The same format covers paintings, sculptures, photographs, prints, drawings, and installations — change the bracket, not the structure.
Untitled artwork: put a description in square brackets in place of the title. No date: write (n.d.). Approximate date: write (ca. 1890).
In-text: parenthetical (van Gogh, 1889) or narrative van Gogh (1889). The lowercase “van” stays lowercase even at the start of the citation, because that is how the artist’s name is styled.
Edge cases
Your APA title is in headline capitals. The Starry Night is correct in MLA and wrong in APA, where references take sentence case: The starry night. This is the single most common cross-contamination between the two styles’ artwork formats, and plenty of citation guides print the wrong one.

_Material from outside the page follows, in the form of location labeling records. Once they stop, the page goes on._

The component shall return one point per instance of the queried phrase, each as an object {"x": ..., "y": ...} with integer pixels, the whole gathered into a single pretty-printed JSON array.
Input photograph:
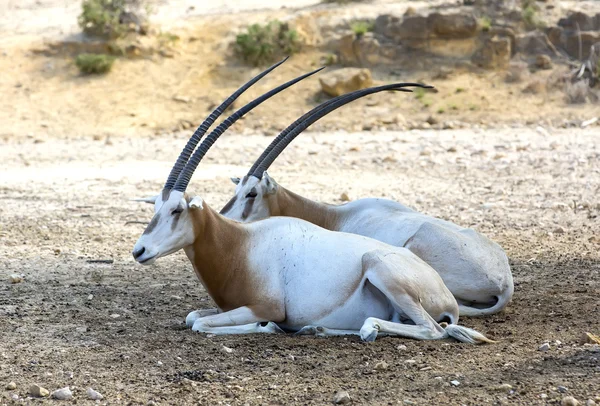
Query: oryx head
[
  {"x": 255, "y": 195},
  {"x": 254, "y": 199},
  {"x": 174, "y": 225}
]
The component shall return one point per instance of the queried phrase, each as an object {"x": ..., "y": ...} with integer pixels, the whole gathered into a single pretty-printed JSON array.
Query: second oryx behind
[
  {"x": 474, "y": 268},
  {"x": 286, "y": 273}
]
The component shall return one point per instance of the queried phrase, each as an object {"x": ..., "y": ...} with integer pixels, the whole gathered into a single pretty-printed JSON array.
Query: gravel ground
[{"x": 118, "y": 327}]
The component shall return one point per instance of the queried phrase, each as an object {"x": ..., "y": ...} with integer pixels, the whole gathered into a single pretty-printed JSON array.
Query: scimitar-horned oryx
[
  {"x": 474, "y": 268},
  {"x": 287, "y": 273}
]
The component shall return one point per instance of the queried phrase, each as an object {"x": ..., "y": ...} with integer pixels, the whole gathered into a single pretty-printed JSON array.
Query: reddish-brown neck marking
[
  {"x": 219, "y": 255},
  {"x": 288, "y": 203}
]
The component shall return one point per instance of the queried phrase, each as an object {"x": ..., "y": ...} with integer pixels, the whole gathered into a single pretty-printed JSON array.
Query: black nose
[{"x": 138, "y": 253}]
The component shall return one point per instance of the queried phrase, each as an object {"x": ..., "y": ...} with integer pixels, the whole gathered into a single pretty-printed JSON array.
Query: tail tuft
[{"x": 466, "y": 335}]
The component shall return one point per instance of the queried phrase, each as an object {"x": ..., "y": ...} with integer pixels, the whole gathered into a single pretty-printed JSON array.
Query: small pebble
[
  {"x": 544, "y": 347},
  {"x": 92, "y": 394},
  {"x": 589, "y": 338},
  {"x": 38, "y": 392},
  {"x": 569, "y": 401},
  {"x": 14, "y": 278},
  {"x": 381, "y": 366},
  {"x": 62, "y": 394},
  {"x": 341, "y": 397}
]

You need Chicago style. The Chicago Manual of Style, 18th edition (September 2024), covers artworks at section 14.133 — it was 14.235 in the 17th, so pages citing the old number are running stale guidance. CMOS says information about artworks “can typically be presented in the text, rather than in a note or bibliography.” When you do cite one, the note form reads: Salvador Dalí, The Persistence of Memory, 1931, oil on canvas, 9½ × 13 in. (24.1 × 33 cm), Museum of Modern Art, New York. The bibliography form inverts the name and swaps commas for periods: Dalí, Salvador. The Persistence of Memory. 1931. Oil on canvas, 9½ × 13 in. (24.1 × 33 cm). Museum of Modern Art, New York. Add the URL at the end if you consulted the work online. The table above shows the author-date reference our engine produces for author-date papers.
The image came from Google Images. Google is a search tool, not a source, and the MLA Style Center says never to cite it as one. Click through to the page actually hosting the image and cite that website as the container — if the trail ends at a museum’s collection page, you are back to the standard online-artwork format.

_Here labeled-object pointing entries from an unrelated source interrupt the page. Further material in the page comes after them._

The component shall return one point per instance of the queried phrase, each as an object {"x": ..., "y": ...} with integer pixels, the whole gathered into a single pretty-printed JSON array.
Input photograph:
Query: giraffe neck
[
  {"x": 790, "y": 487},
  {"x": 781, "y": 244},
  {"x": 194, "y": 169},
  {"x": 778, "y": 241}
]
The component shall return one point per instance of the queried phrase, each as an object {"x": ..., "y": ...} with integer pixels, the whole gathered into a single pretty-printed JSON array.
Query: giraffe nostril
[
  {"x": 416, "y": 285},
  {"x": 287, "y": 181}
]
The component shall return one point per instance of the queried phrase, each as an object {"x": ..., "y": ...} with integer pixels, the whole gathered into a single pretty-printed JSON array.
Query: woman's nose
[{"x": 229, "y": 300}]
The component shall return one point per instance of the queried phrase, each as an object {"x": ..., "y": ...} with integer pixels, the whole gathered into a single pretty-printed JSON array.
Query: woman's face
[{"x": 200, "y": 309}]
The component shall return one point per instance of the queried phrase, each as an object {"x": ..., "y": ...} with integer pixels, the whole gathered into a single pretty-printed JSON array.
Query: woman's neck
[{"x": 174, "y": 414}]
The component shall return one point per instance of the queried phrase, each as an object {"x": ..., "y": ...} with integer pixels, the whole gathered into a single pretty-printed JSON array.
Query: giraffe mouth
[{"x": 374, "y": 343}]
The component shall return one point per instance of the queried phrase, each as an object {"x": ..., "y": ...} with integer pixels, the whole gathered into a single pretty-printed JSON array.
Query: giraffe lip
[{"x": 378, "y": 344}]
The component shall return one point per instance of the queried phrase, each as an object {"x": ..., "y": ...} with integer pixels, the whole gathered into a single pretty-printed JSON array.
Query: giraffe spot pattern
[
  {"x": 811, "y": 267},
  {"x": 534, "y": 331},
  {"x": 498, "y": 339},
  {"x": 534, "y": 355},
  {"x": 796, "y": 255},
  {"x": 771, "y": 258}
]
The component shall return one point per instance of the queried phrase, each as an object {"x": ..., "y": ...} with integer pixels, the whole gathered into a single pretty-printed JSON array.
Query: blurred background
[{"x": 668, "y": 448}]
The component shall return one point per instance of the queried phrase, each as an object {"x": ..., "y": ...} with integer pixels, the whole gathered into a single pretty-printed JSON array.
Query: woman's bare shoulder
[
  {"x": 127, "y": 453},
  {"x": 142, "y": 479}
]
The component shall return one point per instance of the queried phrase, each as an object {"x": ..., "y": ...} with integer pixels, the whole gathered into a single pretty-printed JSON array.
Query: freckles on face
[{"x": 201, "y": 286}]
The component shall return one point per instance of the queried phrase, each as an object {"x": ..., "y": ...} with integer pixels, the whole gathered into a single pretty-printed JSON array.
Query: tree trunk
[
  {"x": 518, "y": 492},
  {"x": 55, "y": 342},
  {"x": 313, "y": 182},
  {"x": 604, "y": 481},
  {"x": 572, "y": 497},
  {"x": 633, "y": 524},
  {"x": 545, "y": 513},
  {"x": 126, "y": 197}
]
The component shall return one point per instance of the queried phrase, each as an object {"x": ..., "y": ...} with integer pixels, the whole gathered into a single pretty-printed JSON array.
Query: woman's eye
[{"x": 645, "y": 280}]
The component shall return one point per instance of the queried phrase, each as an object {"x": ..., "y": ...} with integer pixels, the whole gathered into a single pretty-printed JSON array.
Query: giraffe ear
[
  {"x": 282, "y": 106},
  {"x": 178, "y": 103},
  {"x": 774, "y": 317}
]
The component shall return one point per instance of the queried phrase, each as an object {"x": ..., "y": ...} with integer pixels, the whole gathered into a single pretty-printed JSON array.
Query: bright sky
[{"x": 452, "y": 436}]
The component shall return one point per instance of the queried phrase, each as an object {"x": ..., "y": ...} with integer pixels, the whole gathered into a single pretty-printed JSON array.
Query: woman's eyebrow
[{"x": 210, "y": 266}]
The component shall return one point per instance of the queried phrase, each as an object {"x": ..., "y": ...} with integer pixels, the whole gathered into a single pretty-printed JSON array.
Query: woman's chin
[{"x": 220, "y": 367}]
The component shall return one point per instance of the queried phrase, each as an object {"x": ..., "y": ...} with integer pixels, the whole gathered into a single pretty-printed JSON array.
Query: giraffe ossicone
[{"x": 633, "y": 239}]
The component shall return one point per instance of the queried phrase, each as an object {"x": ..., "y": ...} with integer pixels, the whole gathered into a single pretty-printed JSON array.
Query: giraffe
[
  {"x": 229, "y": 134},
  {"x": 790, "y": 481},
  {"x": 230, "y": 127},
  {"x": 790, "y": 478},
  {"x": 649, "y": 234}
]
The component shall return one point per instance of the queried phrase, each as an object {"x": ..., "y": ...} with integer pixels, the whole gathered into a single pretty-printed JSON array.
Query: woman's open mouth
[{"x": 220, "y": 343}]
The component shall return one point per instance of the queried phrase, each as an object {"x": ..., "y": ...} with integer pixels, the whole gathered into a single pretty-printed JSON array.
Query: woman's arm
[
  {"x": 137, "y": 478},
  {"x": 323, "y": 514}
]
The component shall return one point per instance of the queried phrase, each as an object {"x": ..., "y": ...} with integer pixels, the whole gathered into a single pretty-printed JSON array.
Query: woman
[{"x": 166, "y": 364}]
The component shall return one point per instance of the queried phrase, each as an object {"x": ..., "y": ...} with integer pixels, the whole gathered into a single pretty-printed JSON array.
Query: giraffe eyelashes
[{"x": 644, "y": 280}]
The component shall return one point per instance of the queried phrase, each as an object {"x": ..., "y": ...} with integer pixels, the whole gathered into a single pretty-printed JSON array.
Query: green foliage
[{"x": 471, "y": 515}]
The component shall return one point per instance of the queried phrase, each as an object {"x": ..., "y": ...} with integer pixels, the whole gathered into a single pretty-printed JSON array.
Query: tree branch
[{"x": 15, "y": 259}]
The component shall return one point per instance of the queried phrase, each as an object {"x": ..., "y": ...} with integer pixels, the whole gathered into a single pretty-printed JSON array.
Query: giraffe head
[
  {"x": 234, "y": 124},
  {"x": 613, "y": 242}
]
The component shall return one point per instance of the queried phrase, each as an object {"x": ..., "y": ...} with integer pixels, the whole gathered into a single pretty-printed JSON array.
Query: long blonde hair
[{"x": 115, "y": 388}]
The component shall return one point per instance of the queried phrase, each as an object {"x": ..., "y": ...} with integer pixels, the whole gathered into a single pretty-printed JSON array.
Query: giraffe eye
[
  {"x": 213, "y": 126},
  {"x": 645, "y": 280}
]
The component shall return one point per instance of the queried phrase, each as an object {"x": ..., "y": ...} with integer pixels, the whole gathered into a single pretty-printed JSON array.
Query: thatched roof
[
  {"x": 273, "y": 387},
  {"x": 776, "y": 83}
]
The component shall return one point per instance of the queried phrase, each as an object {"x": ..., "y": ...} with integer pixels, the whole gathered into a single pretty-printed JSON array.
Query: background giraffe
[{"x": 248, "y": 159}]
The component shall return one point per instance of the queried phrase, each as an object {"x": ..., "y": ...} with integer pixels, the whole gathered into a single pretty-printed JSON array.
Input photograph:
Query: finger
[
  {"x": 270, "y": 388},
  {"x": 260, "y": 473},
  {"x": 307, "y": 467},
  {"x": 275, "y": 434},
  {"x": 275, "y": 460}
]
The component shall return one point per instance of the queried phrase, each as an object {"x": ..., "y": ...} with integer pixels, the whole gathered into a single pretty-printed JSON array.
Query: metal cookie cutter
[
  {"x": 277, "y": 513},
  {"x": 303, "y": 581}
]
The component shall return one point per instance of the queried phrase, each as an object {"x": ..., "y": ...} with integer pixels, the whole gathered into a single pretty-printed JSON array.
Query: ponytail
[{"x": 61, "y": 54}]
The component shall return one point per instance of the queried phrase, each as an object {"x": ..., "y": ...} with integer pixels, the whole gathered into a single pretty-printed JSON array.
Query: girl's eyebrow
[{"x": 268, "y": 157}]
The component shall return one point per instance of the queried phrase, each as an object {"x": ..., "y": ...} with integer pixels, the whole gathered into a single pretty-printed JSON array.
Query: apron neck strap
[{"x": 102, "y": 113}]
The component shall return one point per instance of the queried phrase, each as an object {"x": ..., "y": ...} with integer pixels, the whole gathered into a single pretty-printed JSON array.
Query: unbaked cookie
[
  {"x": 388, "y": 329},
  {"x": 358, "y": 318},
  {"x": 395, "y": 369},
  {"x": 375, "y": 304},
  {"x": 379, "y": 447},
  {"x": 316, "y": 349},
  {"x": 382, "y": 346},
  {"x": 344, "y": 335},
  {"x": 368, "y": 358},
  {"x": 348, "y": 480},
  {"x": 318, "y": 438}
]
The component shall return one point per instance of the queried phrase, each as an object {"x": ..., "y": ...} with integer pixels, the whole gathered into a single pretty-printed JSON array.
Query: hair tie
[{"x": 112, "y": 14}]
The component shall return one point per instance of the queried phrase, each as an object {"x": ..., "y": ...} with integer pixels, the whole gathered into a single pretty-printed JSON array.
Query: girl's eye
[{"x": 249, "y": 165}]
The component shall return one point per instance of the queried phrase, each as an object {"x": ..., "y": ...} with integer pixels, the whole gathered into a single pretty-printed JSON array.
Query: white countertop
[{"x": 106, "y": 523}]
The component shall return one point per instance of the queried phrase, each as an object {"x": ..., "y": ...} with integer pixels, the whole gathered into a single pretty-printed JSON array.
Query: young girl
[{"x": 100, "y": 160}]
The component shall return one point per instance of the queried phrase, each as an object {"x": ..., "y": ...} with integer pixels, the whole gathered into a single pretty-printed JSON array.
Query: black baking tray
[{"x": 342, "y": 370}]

The photo of the painting is on Wikimedia Commons. The MLA has a dedicated post: cite the artwork as usual, with Wikimedia Commons as the italicized container and the file page’s URL as the location. The artwork’s own facts — artist, title, year — still lead the entry.
The work is in a temporary exhibition, or on a street. Both have official MLA Style Center posts, and both keep the standard template: the location element names the venue or the physical spot — gallery and city for an exhibition piece, street or intersection and city for street art. An anonymous, untitled mural takes a description in place of both artist and title.

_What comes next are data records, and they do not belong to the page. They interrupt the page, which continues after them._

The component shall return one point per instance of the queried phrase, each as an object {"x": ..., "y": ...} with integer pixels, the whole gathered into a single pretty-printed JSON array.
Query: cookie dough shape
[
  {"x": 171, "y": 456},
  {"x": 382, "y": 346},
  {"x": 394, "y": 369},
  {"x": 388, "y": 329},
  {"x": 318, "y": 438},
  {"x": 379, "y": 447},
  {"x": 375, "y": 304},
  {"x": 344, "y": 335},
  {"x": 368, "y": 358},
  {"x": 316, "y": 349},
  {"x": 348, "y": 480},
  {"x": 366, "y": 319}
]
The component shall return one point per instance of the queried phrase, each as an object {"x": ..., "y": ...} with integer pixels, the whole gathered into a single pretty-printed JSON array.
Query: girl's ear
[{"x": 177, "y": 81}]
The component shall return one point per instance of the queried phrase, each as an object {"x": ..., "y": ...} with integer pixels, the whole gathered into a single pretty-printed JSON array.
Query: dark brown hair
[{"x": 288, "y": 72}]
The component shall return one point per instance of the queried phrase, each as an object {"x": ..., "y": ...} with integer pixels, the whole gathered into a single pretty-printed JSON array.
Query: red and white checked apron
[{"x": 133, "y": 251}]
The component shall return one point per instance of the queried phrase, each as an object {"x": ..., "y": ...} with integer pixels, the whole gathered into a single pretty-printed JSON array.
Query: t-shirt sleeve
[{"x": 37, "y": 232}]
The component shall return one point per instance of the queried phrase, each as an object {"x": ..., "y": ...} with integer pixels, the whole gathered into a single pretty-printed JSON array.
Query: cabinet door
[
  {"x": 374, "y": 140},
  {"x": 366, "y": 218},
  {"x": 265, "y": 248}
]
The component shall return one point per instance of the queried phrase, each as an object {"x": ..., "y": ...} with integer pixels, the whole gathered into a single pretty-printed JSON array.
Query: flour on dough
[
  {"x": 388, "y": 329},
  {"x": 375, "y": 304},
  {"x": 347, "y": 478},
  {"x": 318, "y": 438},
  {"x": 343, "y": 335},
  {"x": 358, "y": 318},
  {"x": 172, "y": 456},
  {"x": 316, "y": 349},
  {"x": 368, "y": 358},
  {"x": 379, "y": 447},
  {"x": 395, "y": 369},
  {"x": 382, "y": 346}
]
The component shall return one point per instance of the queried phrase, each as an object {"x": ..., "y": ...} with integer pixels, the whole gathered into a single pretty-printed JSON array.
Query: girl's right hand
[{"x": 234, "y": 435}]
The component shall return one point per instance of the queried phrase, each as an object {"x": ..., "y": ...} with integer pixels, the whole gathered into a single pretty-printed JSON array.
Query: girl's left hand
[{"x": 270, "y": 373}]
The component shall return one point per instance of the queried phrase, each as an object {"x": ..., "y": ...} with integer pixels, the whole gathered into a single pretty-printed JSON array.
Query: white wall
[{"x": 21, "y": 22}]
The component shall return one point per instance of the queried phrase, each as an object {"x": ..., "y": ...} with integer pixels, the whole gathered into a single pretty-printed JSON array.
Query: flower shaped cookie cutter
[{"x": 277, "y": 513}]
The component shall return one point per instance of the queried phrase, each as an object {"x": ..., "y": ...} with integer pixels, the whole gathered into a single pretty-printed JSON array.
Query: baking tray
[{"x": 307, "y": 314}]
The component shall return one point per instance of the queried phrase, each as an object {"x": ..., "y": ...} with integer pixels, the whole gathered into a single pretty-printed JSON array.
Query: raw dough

The image is AI-generated. MLA’s updated generative-AI guidance builds the entry around the prompt, in quotation marks, as the title — then the tool and version, the company, the date you generated the image, and the shareable URL. No human artist slot. Details in the ChatGPT guide.
You need AMA, IEEE, or Harvard. AMA 11 has no dedicated artwork template: cite the book or article reproducing the work, or handle an online image as a web object — title, website name, dates, URL. IEEE likewise has no official artwork type; library guides recommend adapting the online-media format — [1] V. van Gogh, “The Starry Night.” [Painting]. Available: URL. [Accessed: July 5, 2026] — and you should treat that as a recommended adaptation, not an official rule. Harvard has no single governing body, so follow the pattern in the table above and stay consistent; if your department publishes its own Harvard variant, it wins.
The principle underneath all of it: credit the artist, name the work the way your style names it — MLA capitals or APA sentence case — date it by its creation, and then locate it where you met it: the museum wall gets a comma, the museum website gets a period and a container. Get those two slots right and every variant on this page is a substitution, not a new format.